Memory and Metaphor in Mai Der Vang’s Afterland
Many of us who love poetry think of metaphor as being somewhere in its DNA. Without metaphors, somehow, it seems, poetry would not be itself. Even when a poem contains no metaphors on the line level, it usually contains juxtaposition of different ideas, different contexts, associational leaps that enact metaphor by putting Thing A against Thing B, using one to help illuminate the other, to make sparks.
My understanding of metaphor was shaped by an essay I read long ago by poet and novelist Stephen Dobyns called “Metaphor and the Authenticating Act of Memory.” In this essay, Dobyns writes that one of the ways that a poem makes a relationship with a reader—invites, really, the reader to participate in the poem’s own making—is through “the authenticating act of memory.” In other words, Dobyns says: “[T]he reader must be able to recognize and respond to the world of the poem, either through imagination or personal experience.” Part of what makes metaphor so pleasurable is that shock of recognition, when the two parts of the metaphor, the two things being compared to each other, click into place. This happens on the unconscious level, or the level of memory, before it happens consciously: “I understand before I know why I understand. The effect is to surprise me with myself.”
This essay was very much on my mind when I read Mai Der Vang’s Afterland, one of the most metaphor-dense collections I’ve encountered. Vang’s family fled Laos at the end of the Secret War there, so-called because the American government carried out confidential operations there, arming Hmong fighters the occupying North Vietnamese.” When Laos fell, the American government dropped everything and evacuated their troops, leaving the Hmong with nothing, and Laos devastated by years of conflict. Hmong people were resettled, usually after spending time in refugee camps. Vang’s family wound up in Fresno, California; Vang was born the year they finally arrived there. In a piece for the New York Times, Vang writes:
I’ve wondered: How does one memorialize a failed war that most people don’t even know about or would rather forget? How will my generation attempt to retain the memories of that war so that future generations will know? … Even now, I ask more questions than I have answers. But I do know that many of us are innately tied to this trauma as if it were strung into our DNA.
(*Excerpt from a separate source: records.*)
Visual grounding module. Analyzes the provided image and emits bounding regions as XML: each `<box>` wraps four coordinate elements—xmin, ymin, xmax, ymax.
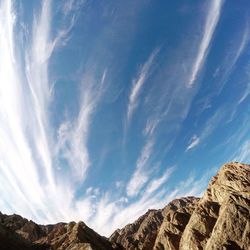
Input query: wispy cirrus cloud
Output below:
<box><xmin>127</xmin><ymin>139</ymin><xmax>154</xmax><ymax>196</ymax></box>
<box><xmin>57</xmin><ymin>70</ymin><xmax>107</xmax><ymax>181</ymax></box>
<box><xmin>188</xmin><ymin>0</ymin><xmax>223</xmax><ymax>86</ymax></box>
<box><xmin>185</xmin><ymin>107</ymin><xmax>229</xmax><ymax>152</ymax></box>
<box><xmin>186</xmin><ymin>135</ymin><xmax>200</xmax><ymax>151</ymax></box>
<box><xmin>127</xmin><ymin>49</ymin><xmax>159</xmax><ymax>123</ymax></box>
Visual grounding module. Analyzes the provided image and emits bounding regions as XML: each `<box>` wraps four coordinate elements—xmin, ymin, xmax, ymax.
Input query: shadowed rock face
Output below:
<box><xmin>110</xmin><ymin>163</ymin><xmax>250</xmax><ymax>250</ymax></box>
<box><xmin>0</xmin><ymin>163</ymin><xmax>250</xmax><ymax>250</ymax></box>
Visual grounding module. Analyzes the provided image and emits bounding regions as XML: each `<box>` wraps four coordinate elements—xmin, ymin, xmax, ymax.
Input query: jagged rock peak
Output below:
<box><xmin>0</xmin><ymin>162</ymin><xmax>250</xmax><ymax>250</ymax></box>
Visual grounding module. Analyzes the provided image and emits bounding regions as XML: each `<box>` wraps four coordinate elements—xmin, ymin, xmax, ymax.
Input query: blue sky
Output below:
<box><xmin>0</xmin><ymin>0</ymin><xmax>250</xmax><ymax>235</ymax></box>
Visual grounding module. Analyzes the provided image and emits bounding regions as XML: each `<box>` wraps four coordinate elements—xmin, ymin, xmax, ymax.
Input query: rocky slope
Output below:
<box><xmin>0</xmin><ymin>163</ymin><xmax>250</xmax><ymax>250</ymax></box>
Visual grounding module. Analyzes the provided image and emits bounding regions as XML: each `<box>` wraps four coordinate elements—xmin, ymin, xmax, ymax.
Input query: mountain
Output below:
<box><xmin>0</xmin><ymin>163</ymin><xmax>250</xmax><ymax>250</ymax></box>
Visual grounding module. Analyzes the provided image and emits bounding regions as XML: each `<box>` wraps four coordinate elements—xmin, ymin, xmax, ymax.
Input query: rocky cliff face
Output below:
<box><xmin>0</xmin><ymin>163</ymin><xmax>250</xmax><ymax>250</ymax></box>
<box><xmin>110</xmin><ymin>163</ymin><xmax>250</xmax><ymax>250</ymax></box>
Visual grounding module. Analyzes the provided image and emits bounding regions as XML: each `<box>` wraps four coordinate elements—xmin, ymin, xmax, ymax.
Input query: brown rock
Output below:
<box><xmin>0</xmin><ymin>163</ymin><xmax>250</xmax><ymax>250</ymax></box>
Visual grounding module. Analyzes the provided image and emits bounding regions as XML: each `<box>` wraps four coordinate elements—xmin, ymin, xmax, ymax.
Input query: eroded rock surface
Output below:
<box><xmin>110</xmin><ymin>163</ymin><xmax>250</xmax><ymax>250</ymax></box>
<box><xmin>0</xmin><ymin>163</ymin><xmax>250</xmax><ymax>250</ymax></box>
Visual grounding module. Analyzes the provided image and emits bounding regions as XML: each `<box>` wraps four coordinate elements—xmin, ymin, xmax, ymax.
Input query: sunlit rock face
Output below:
<box><xmin>110</xmin><ymin>163</ymin><xmax>250</xmax><ymax>250</ymax></box>
<box><xmin>180</xmin><ymin>163</ymin><xmax>250</xmax><ymax>249</ymax></box>
<box><xmin>0</xmin><ymin>163</ymin><xmax>250</xmax><ymax>250</ymax></box>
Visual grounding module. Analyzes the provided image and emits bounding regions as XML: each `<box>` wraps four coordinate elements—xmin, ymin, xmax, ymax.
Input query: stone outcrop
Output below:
<box><xmin>110</xmin><ymin>163</ymin><xmax>250</xmax><ymax>250</ymax></box>
<box><xmin>0</xmin><ymin>214</ymin><xmax>119</xmax><ymax>250</ymax></box>
<box><xmin>0</xmin><ymin>163</ymin><xmax>250</xmax><ymax>250</ymax></box>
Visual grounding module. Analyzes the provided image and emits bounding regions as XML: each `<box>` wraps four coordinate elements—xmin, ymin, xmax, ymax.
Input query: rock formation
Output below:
<box><xmin>0</xmin><ymin>163</ymin><xmax>250</xmax><ymax>250</ymax></box>
<box><xmin>110</xmin><ymin>163</ymin><xmax>250</xmax><ymax>250</ymax></box>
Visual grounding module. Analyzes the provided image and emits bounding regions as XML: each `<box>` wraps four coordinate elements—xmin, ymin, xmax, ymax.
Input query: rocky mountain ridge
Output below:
<box><xmin>0</xmin><ymin>163</ymin><xmax>250</xmax><ymax>250</ymax></box>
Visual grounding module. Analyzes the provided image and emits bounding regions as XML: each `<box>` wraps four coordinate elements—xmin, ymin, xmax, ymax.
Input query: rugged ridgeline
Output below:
<box><xmin>0</xmin><ymin>163</ymin><xmax>250</xmax><ymax>250</ymax></box>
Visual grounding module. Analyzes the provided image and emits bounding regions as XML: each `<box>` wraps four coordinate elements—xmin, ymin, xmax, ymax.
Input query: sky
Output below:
<box><xmin>0</xmin><ymin>0</ymin><xmax>250</xmax><ymax>236</ymax></box>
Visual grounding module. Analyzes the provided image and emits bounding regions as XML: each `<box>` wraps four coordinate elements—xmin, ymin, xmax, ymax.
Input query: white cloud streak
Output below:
<box><xmin>188</xmin><ymin>0</ymin><xmax>223</xmax><ymax>87</ymax></box>
<box><xmin>127</xmin><ymin>139</ymin><xmax>154</xmax><ymax>196</ymax></box>
<box><xmin>186</xmin><ymin>135</ymin><xmax>200</xmax><ymax>152</ymax></box>
<box><xmin>127</xmin><ymin>49</ymin><xmax>159</xmax><ymax>123</ymax></box>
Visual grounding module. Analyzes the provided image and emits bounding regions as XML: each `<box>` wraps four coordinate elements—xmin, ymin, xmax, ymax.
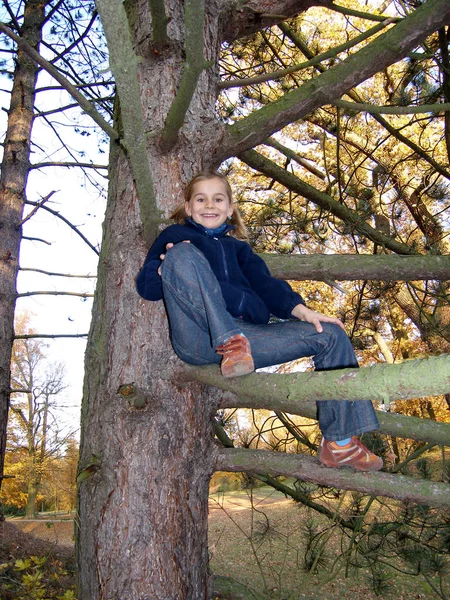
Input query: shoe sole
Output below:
<box><xmin>222</xmin><ymin>361</ymin><xmax>255</xmax><ymax>378</ymax></box>
<box><xmin>319</xmin><ymin>458</ymin><xmax>383</xmax><ymax>473</ymax></box>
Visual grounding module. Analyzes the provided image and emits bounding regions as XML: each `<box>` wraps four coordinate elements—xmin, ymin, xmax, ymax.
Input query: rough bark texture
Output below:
<box><xmin>0</xmin><ymin>1</ymin><xmax>46</xmax><ymax>494</ymax></box>
<box><xmin>77</xmin><ymin>1</ymin><xmax>225</xmax><ymax>600</ymax></box>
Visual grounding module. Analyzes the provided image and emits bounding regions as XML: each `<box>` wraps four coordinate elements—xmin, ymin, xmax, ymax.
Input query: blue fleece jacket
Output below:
<box><xmin>136</xmin><ymin>220</ymin><xmax>304</xmax><ymax>324</ymax></box>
For the Hmong, to retain history and identity means also to retain trauma and loss. I carry the afflictions of this war even though I have never heard a bomb explode or feared my footsteps might trigger a mine. This war is my inheritance.
In Afterland, then, Vang is bringing to life a trauma that she did not directly experience. I began to wonder: if Dobyns’s ideas about the metaphor are correct, then Vang’s work is twofold. Through the metaphorical work of the poems, she at once seeks to imaginatively understand the war, and she must also spark the same understanding in the reader. Although Vang has these experiences, as she puts it, in her DNA, the central work, the “authenticating act of memory,” is the same for both reader and poet.
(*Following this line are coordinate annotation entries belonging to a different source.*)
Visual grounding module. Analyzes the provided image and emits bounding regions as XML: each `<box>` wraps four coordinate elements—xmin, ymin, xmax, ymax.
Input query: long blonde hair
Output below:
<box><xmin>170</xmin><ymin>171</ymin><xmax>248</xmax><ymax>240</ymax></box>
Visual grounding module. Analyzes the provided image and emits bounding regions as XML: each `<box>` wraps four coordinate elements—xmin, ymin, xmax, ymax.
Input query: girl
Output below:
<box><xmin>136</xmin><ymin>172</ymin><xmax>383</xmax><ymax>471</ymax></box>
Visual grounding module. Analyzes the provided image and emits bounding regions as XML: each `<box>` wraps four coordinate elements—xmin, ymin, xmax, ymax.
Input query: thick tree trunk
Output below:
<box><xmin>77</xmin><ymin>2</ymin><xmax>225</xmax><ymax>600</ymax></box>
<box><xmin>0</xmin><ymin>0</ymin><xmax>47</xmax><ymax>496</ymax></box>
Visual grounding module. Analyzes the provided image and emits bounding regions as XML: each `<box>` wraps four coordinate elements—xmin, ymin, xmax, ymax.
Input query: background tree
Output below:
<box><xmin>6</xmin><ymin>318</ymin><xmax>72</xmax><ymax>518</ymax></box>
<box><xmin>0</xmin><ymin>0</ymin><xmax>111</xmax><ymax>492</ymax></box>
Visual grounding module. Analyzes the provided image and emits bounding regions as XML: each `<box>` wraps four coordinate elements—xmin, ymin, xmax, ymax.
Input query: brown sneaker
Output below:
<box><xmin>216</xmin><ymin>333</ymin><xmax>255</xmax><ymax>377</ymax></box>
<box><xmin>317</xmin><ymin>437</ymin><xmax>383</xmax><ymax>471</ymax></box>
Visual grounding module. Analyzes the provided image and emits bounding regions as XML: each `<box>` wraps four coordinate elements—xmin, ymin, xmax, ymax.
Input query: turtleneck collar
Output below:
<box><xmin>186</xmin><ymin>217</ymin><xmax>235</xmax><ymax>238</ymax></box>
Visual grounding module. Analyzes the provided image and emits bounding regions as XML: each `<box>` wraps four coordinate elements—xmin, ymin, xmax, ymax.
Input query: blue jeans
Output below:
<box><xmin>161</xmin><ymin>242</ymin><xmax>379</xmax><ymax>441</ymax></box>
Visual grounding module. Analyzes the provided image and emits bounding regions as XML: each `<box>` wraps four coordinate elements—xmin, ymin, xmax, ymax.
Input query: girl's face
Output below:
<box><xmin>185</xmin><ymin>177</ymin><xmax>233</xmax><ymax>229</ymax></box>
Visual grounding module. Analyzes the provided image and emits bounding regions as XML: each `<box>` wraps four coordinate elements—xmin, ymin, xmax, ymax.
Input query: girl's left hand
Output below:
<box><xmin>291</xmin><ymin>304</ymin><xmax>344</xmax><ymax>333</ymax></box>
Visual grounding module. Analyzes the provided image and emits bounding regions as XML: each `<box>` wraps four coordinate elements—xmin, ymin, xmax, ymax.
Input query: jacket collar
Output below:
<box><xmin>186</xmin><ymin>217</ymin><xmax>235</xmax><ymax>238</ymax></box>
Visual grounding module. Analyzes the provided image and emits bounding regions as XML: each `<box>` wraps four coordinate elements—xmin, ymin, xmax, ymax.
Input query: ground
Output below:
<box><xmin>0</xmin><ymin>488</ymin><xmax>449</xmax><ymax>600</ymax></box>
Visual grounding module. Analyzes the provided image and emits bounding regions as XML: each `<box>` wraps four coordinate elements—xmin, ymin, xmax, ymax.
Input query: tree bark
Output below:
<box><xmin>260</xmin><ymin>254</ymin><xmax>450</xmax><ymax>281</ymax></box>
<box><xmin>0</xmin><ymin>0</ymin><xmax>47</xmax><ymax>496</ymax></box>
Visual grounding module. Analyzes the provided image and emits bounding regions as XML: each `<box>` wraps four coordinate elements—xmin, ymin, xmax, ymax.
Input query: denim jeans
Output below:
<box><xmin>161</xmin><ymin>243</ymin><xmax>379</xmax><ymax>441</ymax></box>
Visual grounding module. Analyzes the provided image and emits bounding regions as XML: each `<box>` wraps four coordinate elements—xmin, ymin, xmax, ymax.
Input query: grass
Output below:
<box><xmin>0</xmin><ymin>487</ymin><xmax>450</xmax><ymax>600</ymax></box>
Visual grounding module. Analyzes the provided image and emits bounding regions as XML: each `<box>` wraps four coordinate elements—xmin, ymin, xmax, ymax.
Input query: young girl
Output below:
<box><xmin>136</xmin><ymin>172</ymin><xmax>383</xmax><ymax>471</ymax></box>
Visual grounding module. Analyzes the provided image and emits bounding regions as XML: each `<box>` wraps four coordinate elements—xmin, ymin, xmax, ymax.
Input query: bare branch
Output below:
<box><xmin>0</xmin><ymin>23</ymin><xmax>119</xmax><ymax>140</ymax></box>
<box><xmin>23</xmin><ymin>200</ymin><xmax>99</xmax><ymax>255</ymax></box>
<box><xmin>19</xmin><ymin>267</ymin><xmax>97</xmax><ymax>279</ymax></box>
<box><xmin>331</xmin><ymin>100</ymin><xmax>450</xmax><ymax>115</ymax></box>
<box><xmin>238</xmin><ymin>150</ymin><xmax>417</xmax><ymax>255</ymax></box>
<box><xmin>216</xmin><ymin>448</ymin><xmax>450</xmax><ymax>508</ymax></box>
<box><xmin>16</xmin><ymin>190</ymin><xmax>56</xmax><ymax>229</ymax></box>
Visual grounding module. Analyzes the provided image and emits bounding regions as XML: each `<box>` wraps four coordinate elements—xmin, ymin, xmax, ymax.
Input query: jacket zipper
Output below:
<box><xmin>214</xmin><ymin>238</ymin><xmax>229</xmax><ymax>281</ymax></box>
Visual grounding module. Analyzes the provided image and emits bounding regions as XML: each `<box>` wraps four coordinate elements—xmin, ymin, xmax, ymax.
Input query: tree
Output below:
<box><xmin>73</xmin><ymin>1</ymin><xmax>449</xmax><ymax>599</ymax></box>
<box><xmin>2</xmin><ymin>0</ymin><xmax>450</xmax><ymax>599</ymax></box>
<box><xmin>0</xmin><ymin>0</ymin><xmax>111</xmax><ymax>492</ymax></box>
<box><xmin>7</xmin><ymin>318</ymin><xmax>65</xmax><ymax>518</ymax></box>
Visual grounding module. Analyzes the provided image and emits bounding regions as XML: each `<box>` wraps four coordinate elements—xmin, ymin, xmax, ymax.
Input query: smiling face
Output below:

It’s fitting, then, that the first line of the book is a metaphor. In “Another Heaven,” Vang begins, “I am but atoms / of old passengers // Bereaved to my cloistered bones.” But rather than repeat the idea that Vang explored in her piece for the Times, about war being in her DNA, she explores the notion as a metaphor. Her genetic ancestry is not merely a biological inheritance—it is a collection of “passengers,” a word meant to alert us of flight, travel, resettlement, and of the current journey these “kin” take inside of Vang. For me, though, it’s that third line that most clearly performs that act of surprising unconscious recognition that Dobyns describes: the atoms are described as being “bereaved to” the speaker’s “cloistered bones.” We understand bereavement as having suffered a death of a loved one, but the unusual use of the word “to” may bring us up short. “Bereaved to” makes memorable use of an archaic use of the term, in which bereavement meant to remove by force. It’s partly Vang’s use of “cloistered” to describe the bones on which the passengers travel that helps us recognize the unusual way bereavement is being used. The association of a cloister chimes with other occasions in the book where Vang makes use of Western religious iconography in her metaphors, which live next to the Hmong spirits which haunt the text—a nod perhaps to the missionaries in Laos, whom Vang writes about in poems like “Original Bones.”
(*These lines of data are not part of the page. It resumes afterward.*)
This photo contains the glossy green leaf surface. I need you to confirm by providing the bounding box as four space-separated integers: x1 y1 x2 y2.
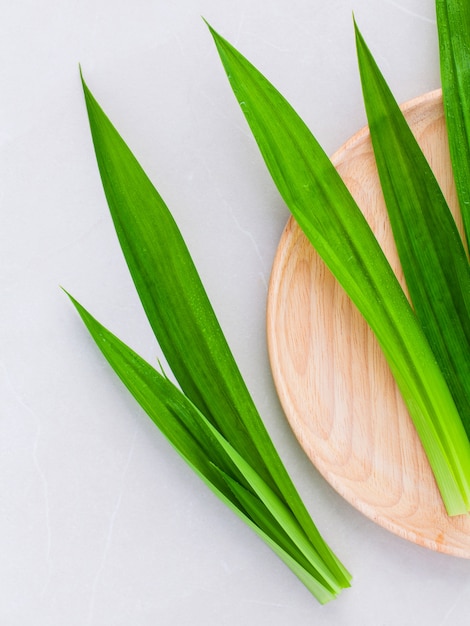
71 297 345 603
436 0 470 247
211 23 470 515
70 75 350 602
356 23 470 435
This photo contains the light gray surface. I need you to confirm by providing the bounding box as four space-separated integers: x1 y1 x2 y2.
0 0 470 626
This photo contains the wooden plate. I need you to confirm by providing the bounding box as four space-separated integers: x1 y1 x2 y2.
267 91 470 558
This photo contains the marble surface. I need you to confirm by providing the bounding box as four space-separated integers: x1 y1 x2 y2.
0 0 470 626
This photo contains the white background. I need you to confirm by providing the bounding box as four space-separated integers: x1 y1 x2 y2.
0 0 470 626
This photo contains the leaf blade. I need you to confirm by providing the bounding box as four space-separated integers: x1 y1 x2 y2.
209 26 470 515
355 20 470 435
436 0 470 248
68 294 348 603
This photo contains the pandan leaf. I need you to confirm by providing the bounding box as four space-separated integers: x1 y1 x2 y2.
356 22 470 435
69 73 351 602
69 296 344 603
209 27 470 515
436 0 470 247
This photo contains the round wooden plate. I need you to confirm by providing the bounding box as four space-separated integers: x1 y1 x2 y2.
267 91 470 558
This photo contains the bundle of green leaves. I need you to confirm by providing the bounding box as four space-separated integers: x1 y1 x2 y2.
68 0 470 603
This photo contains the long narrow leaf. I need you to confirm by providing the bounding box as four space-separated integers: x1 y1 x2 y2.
207 23 470 515
436 0 470 247
356 26 470 435
83 82 350 584
70 296 343 603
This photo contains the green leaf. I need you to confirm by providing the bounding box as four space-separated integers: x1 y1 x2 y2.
75 74 350 601
436 0 470 247
356 20 470 435
69 296 343 602
209 27 470 515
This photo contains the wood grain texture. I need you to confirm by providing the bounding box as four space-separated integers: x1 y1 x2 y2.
267 90 470 558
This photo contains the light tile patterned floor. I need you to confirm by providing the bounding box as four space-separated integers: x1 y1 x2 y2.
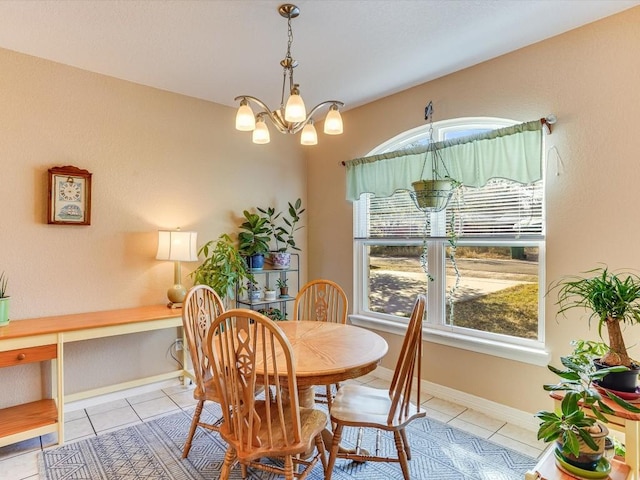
0 374 545 480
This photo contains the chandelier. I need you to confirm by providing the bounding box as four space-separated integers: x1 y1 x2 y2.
235 3 344 145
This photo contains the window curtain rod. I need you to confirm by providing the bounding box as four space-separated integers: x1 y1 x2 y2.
340 114 558 167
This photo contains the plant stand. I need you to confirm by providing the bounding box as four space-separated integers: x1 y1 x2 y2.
549 391 640 480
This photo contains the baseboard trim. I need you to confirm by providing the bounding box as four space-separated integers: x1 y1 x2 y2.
375 367 538 432
64 378 181 413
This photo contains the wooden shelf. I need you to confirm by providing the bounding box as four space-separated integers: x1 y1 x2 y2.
526 446 631 480
0 398 58 440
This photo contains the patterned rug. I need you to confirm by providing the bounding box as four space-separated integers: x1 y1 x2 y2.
39 404 536 480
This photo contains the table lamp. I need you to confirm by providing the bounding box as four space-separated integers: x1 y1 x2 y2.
156 228 198 308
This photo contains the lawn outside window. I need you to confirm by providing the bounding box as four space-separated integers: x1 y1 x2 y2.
351 119 548 365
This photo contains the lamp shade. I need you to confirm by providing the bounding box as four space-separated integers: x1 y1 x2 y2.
300 122 318 145
324 105 342 135
156 230 198 262
251 116 271 144
236 100 256 132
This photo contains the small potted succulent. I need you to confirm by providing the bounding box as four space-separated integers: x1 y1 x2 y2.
549 267 640 392
258 198 305 269
276 278 289 297
535 340 640 471
0 272 10 327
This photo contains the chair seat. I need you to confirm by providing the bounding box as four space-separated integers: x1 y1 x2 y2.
220 401 327 461
193 378 220 403
331 384 426 430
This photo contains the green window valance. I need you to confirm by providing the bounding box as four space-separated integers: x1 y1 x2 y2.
345 120 542 201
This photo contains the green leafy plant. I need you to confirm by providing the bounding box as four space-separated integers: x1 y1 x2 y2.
549 267 640 367
535 340 640 457
258 308 287 322
258 198 305 252
0 272 9 298
238 210 271 257
191 233 253 299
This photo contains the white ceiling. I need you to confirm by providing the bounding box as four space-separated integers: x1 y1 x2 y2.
0 0 640 108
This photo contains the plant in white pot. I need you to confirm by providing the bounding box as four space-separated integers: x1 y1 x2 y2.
258 198 305 269
549 267 640 392
535 340 640 471
0 272 10 327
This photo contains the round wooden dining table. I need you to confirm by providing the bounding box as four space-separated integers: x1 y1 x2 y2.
260 320 389 408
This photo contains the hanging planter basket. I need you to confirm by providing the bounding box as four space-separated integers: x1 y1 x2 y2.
411 178 453 212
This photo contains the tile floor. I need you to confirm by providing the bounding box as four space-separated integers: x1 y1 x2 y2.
0 374 545 480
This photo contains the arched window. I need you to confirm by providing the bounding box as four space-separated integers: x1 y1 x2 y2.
352 118 547 365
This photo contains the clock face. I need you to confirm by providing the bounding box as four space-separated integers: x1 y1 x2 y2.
59 181 80 202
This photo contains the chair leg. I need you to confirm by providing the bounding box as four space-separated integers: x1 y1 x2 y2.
324 423 344 480
393 431 410 480
325 384 333 411
220 447 236 480
284 455 293 480
182 400 204 458
316 435 327 475
400 428 411 460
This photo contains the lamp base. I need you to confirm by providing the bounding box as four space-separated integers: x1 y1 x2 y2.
167 283 187 308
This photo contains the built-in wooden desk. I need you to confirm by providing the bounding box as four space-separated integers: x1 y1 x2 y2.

But most of all, this opening shows the first utterance of one that Vang makes a version of over and over in the text. I carry something within me, the speakers insist. I am both myself and more than myself. The poem “Progeny,” for example, puts it this: “Home is container is memorial.” Container, cloister, vessel, “a dusty gallery,” “an iron jar.” All of these are metaphors for the body in Vang’s vision.
In Dobyns’s essay, he writes that the recognition of metaphor is “almost like a vision, an exterior voice” that has the “peculiar side effect of momentarily taking us out of our isolation and joining us to some larger idea of the world.” We can imagine the act of metaphor doing this with each poem that Vang wrote, collapsing the distance between Vang and her ancestors. And, of course, as readers, we can feel it happening for us, through the precision and originality of Vang’s work.